7. The remaining Appeal No. 513 is directed against the selection of Mr. Tweedie, as Receiver. Now we take it that, as held in the leading case on the point of Cookes v. Cookes (1865) 2 DeG.J. & S. 526 a Court of Appeal will not, except in an extreme case, disturb such a selection unless there be some overwhelming objection in point of propriety or choice or some fatal objection in principle. So far as Mr. Tweedie personally is concerned, it is not denied that he is eminently fitted to be a Receiver in respect of landed property in the District of Backergunge; and this Court has already satisfied itself that he is so fitted. There remains, then, only the question of principle, and here the objection said to be fatal is that he is manager of some landed property in the district belonging to the defendant company. But the learned Subordinate Judge has not overlooked this circumstance, nor has he lost sight of the principle that should be borne in mind. He has observed in limine that it is a well known rule of law that a Receiver should be an impartial person and wholly disinterested in the subject-matter of the suit, and he has after a careful consideration of the facts, come to the conclusion that Mr. Tweedie does not stand in such a relation to the parties, and is not so mixed up in the subject-matter of the partition suit, as to be disqualified for the appointment.

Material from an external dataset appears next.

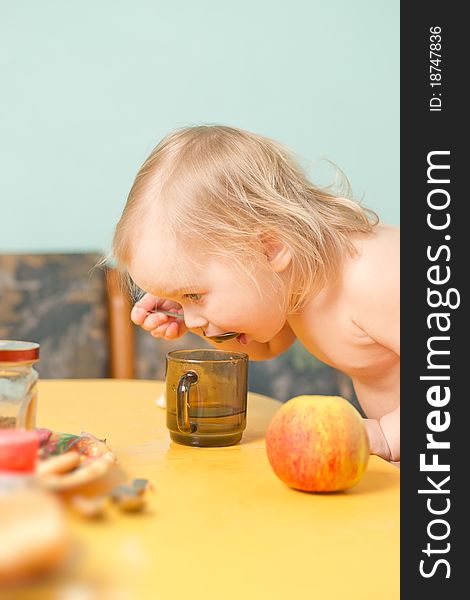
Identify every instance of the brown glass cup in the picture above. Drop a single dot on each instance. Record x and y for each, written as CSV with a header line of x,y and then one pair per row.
x,y
206,396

8. From this conclusion, we see no reason to differ. Even if Mr. Tweedie were himself a party to the partition suit, exceptional circumstances might justify his selection. As it is, he is not a party but merely the local servant of a company which has purchased a small share of the property, and is the mortgagee of a large share in it. He has already been appointed Receiver in the mortgage suits in respect of so much of the estate as has been mortgaged to the company and the appointment of another Receiver in the partition suit would, we think, tend to complication, difficulty and needless expense. The suggestion that the interest of the company is adverse to that of the appellant we failed to understand; for, so far as we can see, it is not to the interest of the company to increase the share of the plaintiff at the expense of the share of that branch of the family which is bound by the larger of the two mortgages held by it. And the only alternative appointment put forward by the appellants is that of the local Pleader, Babu Debendra Nath Dutta, which would, in view of the decision of this Court in the case reported as Eastern Mortgage and Agency Co. Ld. v. Rakea Khatun 16 C.W.N. 967; 17 Ind. Cas. 202 clearly be impossible. The objections taken in the Court below to the appointment of Mr. Tweedie are, moreover, extraordinarily vague. All that can apparently be urged is that he will hamper the defence by withholding money and documents: but the class of documents referred to is not specified any where; he will in any case be bound to furnish copies of such documents as the defendants may want; he will have to allow them reasonable inspection of the papers in his custody; and he will always be an officer of the Court who can be reached at any time through the Court. Our conclusion, then, is that there is really no substance in the second appeal, and it also must be dismissed with costs.

9. The hearing fee for each appeal we assess at five gold mohurs, to be divided between the plaintiff and the defendant company. The Deputy Registrar will assess reasonable costs for the preparation of the respondent’s paper book.

10. No farther orders on the application for a stay of proceedings are now necessary. The record will be returned to the Court below without delay.